Photo by Barb Pressler
By Trish Gannon
We saw "Boulder City Ghost Town" on our Forest Service map, and wondered what it was like up there in that part of the Cabinet Mountains east of Bonners Ferry. Barb Pressler and I embarked on a venture one day last summer to find out. It was an easy drive for the most part, a paved road through the National Forest and then less than a mile on a rocky, bumpy road through the woods.
It would have been much harder to get there in the late 1800s when Boulder City -- then known as Ruby City -- jumped into existence. But gold provided an incentive for pioneers to hack out roads up the forested slopes of Katka Mountain and establish a settlement that still leaves traces visible today.
Ruby City perches precariously on the southern edge of a sheer gorge that drops into Boulder Creek.

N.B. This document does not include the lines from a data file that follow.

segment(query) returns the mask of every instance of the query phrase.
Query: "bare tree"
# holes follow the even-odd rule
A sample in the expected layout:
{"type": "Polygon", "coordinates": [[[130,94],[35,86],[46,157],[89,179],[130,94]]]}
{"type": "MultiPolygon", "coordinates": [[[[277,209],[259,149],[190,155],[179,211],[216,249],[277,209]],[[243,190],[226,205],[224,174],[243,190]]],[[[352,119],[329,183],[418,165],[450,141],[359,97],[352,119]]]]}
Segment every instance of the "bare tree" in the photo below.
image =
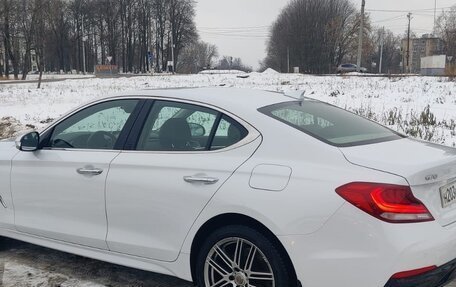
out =
{"type": "Polygon", "coordinates": [[[218,49],[215,45],[203,41],[191,44],[182,50],[178,72],[192,74],[211,69],[217,57],[218,49]]]}
{"type": "Polygon", "coordinates": [[[271,28],[265,67],[334,70],[349,50],[356,9],[348,0],[292,0],[271,28]]]}
{"type": "Polygon", "coordinates": [[[13,65],[14,79],[19,79],[19,0],[2,0],[3,39],[6,54],[5,75],[9,76],[9,61],[13,65]]]}
{"type": "MultiPolygon", "coordinates": [[[[356,17],[350,26],[355,27],[356,32],[348,36],[347,41],[347,51],[342,57],[342,62],[346,63],[356,63],[358,58],[358,35],[359,35],[359,25],[361,23],[361,13],[356,13],[356,17]]],[[[373,62],[378,62],[377,58],[374,57],[374,54],[377,52],[377,43],[378,43],[378,34],[377,31],[373,31],[371,26],[371,21],[369,15],[365,16],[364,19],[364,35],[363,35],[363,49],[362,49],[362,63],[361,65],[367,69],[370,69],[373,62]]]]}
{"type": "Polygon", "coordinates": [[[22,71],[26,79],[32,63],[42,71],[92,72],[108,58],[124,72],[146,72],[152,54],[162,71],[171,52],[177,66],[183,49],[198,40],[195,5],[193,0],[0,0],[6,52],[0,76],[12,65],[15,78],[22,71]]]}
{"type": "Polygon", "coordinates": [[[186,45],[196,42],[198,38],[196,26],[193,21],[195,17],[195,1],[170,0],[170,2],[169,23],[173,47],[169,48],[174,49],[173,66],[176,67],[181,50],[186,45]]]}
{"type": "Polygon", "coordinates": [[[36,62],[38,66],[39,78],[38,89],[41,88],[41,81],[43,79],[43,65],[44,65],[44,47],[45,47],[45,31],[46,31],[46,11],[50,9],[49,0],[35,0],[34,13],[36,20],[34,25],[34,50],[36,55],[36,62]]]}
{"type": "Polygon", "coordinates": [[[456,5],[439,16],[437,33],[445,41],[446,54],[456,62],[456,5]]]}
{"type": "Polygon", "coordinates": [[[401,72],[401,38],[395,35],[391,30],[376,28],[372,33],[373,47],[377,47],[372,55],[368,58],[373,58],[373,61],[380,61],[380,46],[383,42],[383,57],[382,57],[382,73],[400,73],[401,72]]]}
{"type": "Polygon", "coordinates": [[[231,56],[223,56],[218,65],[215,67],[217,70],[238,70],[244,72],[251,72],[252,67],[245,65],[241,58],[234,58],[231,56]]]}

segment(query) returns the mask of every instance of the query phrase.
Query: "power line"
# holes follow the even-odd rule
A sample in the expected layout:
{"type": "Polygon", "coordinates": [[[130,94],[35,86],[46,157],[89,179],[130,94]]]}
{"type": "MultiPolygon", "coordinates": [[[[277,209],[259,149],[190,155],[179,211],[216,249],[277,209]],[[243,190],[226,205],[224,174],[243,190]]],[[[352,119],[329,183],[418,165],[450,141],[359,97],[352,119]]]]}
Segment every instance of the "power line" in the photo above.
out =
{"type": "Polygon", "coordinates": [[[407,12],[423,12],[423,11],[431,11],[434,12],[434,9],[443,10],[443,9],[450,9],[452,7],[441,7],[441,8],[426,8],[426,9],[415,9],[415,10],[385,10],[385,9],[367,9],[367,12],[385,12],[385,13],[407,13],[407,12]]]}
{"type": "Polygon", "coordinates": [[[270,26],[252,26],[252,27],[198,27],[198,32],[210,37],[226,38],[269,38],[270,26]]]}
{"type": "Polygon", "coordinates": [[[388,22],[388,21],[394,21],[394,20],[402,20],[404,19],[404,17],[406,17],[407,15],[404,14],[404,15],[400,15],[400,16],[396,16],[396,17],[392,17],[392,18],[387,18],[387,19],[382,19],[382,20],[377,20],[377,21],[373,21],[371,22],[372,24],[377,24],[377,23],[383,23],[383,22],[388,22]]]}
{"type": "Polygon", "coordinates": [[[249,35],[249,34],[224,34],[224,33],[210,33],[210,32],[202,32],[202,34],[206,34],[206,36],[210,37],[227,37],[227,38],[269,38],[269,35],[249,35]]]}
{"type": "Polygon", "coordinates": [[[426,16],[426,17],[434,17],[434,15],[431,15],[431,14],[423,14],[423,13],[413,13],[413,15],[426,16]]]}
{"type": "Polygon", "coordinates": [[[202,33],[207,33],[207,34],[226,34],[226,35],[236,35],[236,34],[242,34],[242,35],[269,35],[269,31],[210,31],[210,30],[198,30],[202,33]]]}
{"type": "Polygon", "coordinates": [[[250,27],[203,27],[200,26],[198,29],[207,29],[207,30],[255,30],[255,29],[269,29],[271,25],[267,26],[250,26],[250,27]]]}

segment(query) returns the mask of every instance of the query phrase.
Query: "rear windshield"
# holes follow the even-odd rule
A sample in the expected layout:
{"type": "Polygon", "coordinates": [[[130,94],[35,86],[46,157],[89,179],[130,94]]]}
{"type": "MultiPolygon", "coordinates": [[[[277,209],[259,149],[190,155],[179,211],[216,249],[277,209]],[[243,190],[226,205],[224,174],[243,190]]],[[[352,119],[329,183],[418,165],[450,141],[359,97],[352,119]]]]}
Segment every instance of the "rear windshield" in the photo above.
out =
{"type": "Polygon", "coordinates": [[[361,116],[314,100],[280,103],[259,111],[338,147],[392,141],[404,137],[361,116]]]}

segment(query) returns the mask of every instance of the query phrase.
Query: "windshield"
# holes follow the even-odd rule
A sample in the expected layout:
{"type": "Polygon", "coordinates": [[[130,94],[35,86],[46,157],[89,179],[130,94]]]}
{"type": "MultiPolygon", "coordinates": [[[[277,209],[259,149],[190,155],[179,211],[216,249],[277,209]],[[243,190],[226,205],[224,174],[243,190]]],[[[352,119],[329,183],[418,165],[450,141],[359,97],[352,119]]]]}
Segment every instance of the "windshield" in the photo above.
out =
{"type": "Polygon", "coordinates": [[[348,147],[403,138],[392,130],[338,107],[314,100],[286,102],[259,109],[276,120],[323,142],[348,147]]]}

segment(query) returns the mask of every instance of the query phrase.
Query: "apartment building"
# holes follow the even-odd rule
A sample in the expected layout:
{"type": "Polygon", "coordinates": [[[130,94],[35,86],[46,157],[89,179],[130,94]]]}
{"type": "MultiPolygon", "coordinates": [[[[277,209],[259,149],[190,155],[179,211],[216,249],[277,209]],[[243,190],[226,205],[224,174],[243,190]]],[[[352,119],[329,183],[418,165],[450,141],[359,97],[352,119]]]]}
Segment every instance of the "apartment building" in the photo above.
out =
{"type": "Polygon", "coordinates": [[[421,38],[410,38],[409,44],[407,39],[403,39],[401,50],[403,71],[419,74],[421,72],[421,58],[443,55],[444,42],[431,34],[425,34],[421,38]]]}

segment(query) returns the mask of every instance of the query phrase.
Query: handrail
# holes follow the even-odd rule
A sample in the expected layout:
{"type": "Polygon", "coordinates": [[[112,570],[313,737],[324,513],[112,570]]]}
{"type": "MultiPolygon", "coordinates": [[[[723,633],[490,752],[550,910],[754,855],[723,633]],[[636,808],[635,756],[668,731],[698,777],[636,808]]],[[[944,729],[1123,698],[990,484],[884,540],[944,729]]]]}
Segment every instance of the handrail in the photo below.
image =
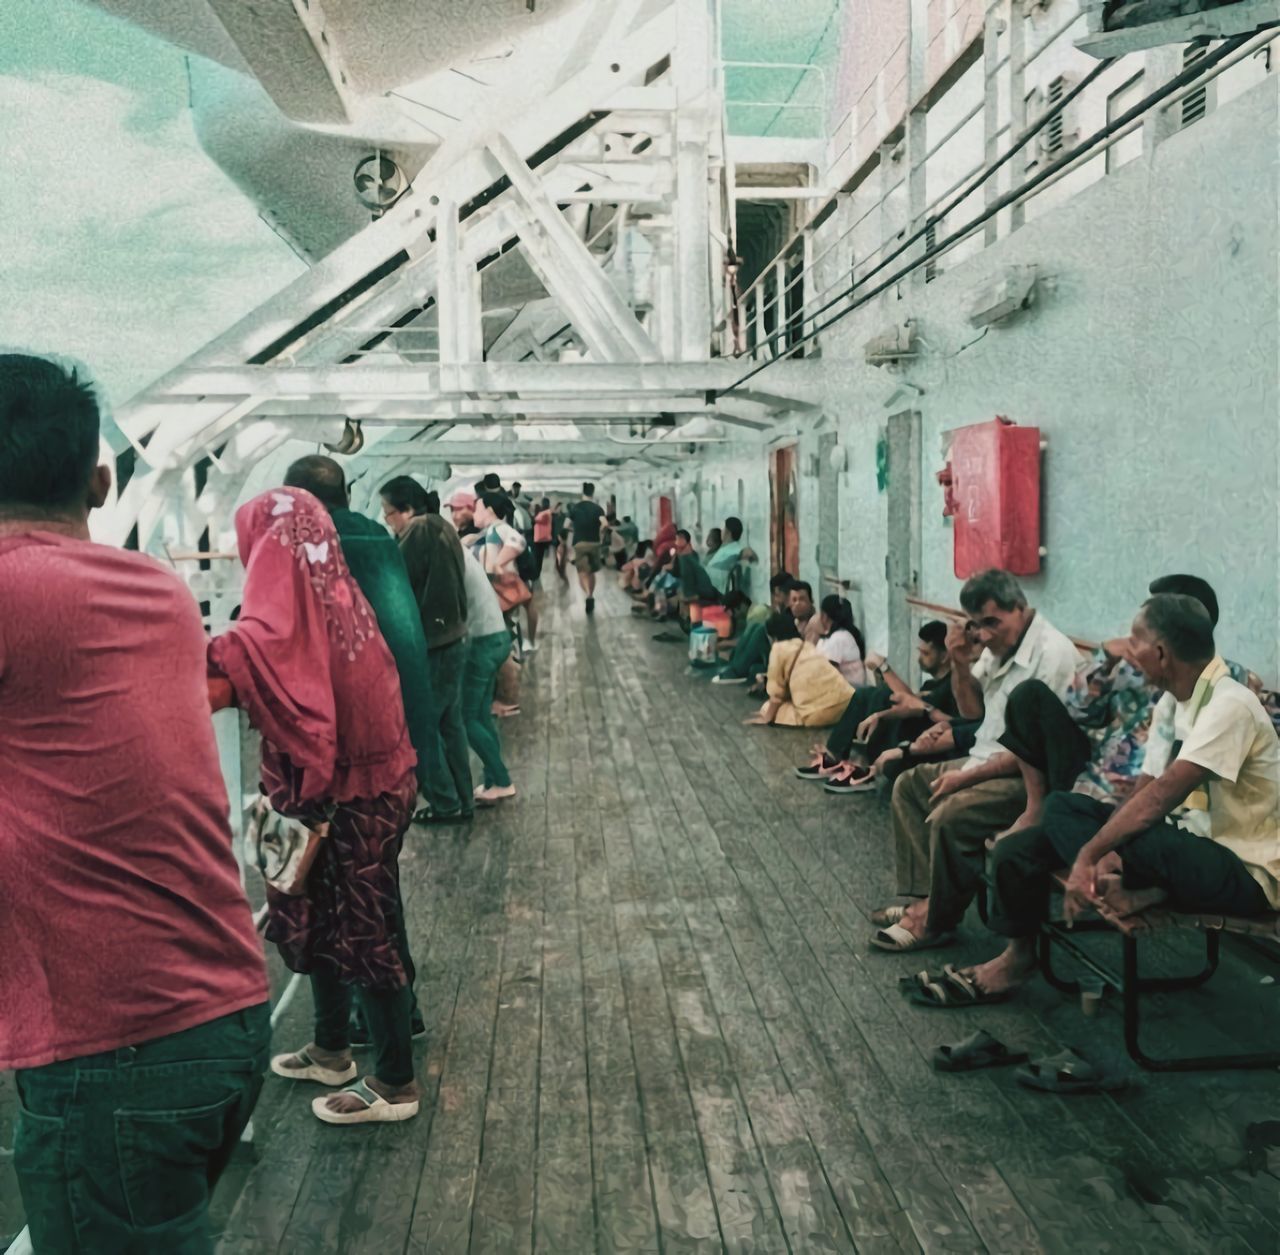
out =
{"type": "MultiPolygon", "coordinates": [[[[968,623],[973,617],[968,611],[958,610],[955,606],[939,605],[937,602],[925,601],[920,597],[907,596],[904,600],[913,610],[925,610],[929,614],[937,615],[938,618],[946,619],[951,623],[968,623]]],[[[1064,633],[1064,635],[1066,634],[1064,633]]],[[[1077,649],[1082,649],[1086,653],[1092,653],[1095,649],[1102,648],[1098,641],[1086,641],[1079,636],[1067,636],[1067,640],[1077,649]]]]}

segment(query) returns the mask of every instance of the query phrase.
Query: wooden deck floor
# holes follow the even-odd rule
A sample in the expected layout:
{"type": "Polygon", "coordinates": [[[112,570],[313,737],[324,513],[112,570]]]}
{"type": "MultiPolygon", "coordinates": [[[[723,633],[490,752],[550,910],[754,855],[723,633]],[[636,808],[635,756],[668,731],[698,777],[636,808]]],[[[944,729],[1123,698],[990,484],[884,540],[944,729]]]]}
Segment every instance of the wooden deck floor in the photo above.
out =
{"type": "MultiPolygon", "coordinates": [[[[221,1251],[1275,1255],[1280,1158],[1250,1175],[1242,1131],[1280,1118],[1280,1078],[1063,1100],[934,1073],[934,1046],[978,1024],[1033,1052],[1119,1050],[1118,1016],[1045,987],[904,1003],[920,959],[866,946],[893,887],[886,804],[792,778],[809,734],[741,727],[742,690],[691,676],[618,595],[593,622],[576,591],[546,600],[503,725],[519,801],[406,843],[422,1114],[332,1129],[268,1078],[215,1201],[221,1251]]],[[[975,921],[957,955],[990,951],[975,921]]],[[[1157,1044],[1274,1034],[1265,970],[1229,956],[1154,1008],[1157,1044]]],[[[304,992],[280,1048],[309,1039],[309,1010],[304,992]]]]}

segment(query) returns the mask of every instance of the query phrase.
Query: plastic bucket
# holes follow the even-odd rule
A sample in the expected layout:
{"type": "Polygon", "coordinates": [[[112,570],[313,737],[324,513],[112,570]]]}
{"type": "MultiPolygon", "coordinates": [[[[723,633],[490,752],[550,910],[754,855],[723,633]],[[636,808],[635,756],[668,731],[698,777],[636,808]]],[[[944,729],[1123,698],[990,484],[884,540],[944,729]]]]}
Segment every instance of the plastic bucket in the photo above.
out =
{"type": "Polygon", "coordinates": [[[719,637],[714,628],[696,627],[689,633],[689,661],[695,667],[710,667],[716,661],[716,641],[719,637]]]}

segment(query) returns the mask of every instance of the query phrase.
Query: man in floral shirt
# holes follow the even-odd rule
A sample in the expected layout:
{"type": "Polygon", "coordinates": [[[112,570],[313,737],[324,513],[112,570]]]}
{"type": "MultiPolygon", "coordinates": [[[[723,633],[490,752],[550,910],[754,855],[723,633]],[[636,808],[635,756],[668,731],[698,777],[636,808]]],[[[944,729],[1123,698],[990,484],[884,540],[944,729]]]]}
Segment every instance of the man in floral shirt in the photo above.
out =
{"type": "MultiPolygon", "coordinates": [[[[1216,627],[1218,598],[1208,581],[1195,575],[1165,575],[1153,580],[1152,596],[1178,593],[1194,597],[1216,627]]],[[[1232,679],[1259,689],[1260,682],[1239,663],[1228,662],[1232,679]]],[[[1009,697],[1001,743],[1018,756],[1027,785],[1027,808],[1001,836],[1039,821],[1048,793],[1082,793],[1118,806],[1133,792],[1142,774],[1148,744],[1172,742],[1172,726],[1155,719],[1161,691],[1147,682],[1129,657],[1129,642],[1106,641],[1076,672],[1059,702],[1043,686],[1021,685],[1009,697]]],[[[1274,717],[1273,701],[1267,704],[1274,717]]],[[[1163,752],[1163,748],[1162,748],[1163,752]]]]}

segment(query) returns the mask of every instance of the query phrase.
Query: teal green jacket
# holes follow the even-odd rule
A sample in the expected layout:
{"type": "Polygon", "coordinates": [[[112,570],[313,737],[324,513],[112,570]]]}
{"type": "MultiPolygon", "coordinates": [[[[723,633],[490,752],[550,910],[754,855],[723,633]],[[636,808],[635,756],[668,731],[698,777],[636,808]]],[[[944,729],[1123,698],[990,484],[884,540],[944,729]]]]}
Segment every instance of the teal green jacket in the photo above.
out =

Here, the Idaho Gold and Ruby Mining Company separated gold from gravel in a process described by Thor H. Killsgaurd in a 1951 paper as "unique and grandiose in its proceedings," and as typical of "some of the wild and imaginative mining ventures that were prominent during early-day, Western mining."
On the day Barb and I traveled to the site, we ran into Don Worley, who grew up here and whose family helped settle the area. It was Don who said this landmark was known as Ruby City; he told us about the huge ruby his grandfather found in the creek there.
Tales of gold and precious stones the size of fists are undoubtedly what helped pioneers persevere in such a difficult area. Today, a scattering of decrepit foundations, spectral walls that rise from the undergrowth, and a quartet of gravestones surrounded by a simple fence stand in mute testimony to the lives and love, and laughter and tears that once rang high in the Cabinet Mountains.
To visit Boulder City, stop in at the Bonners Ferry Ranger District office on Highway 95 for a map and information.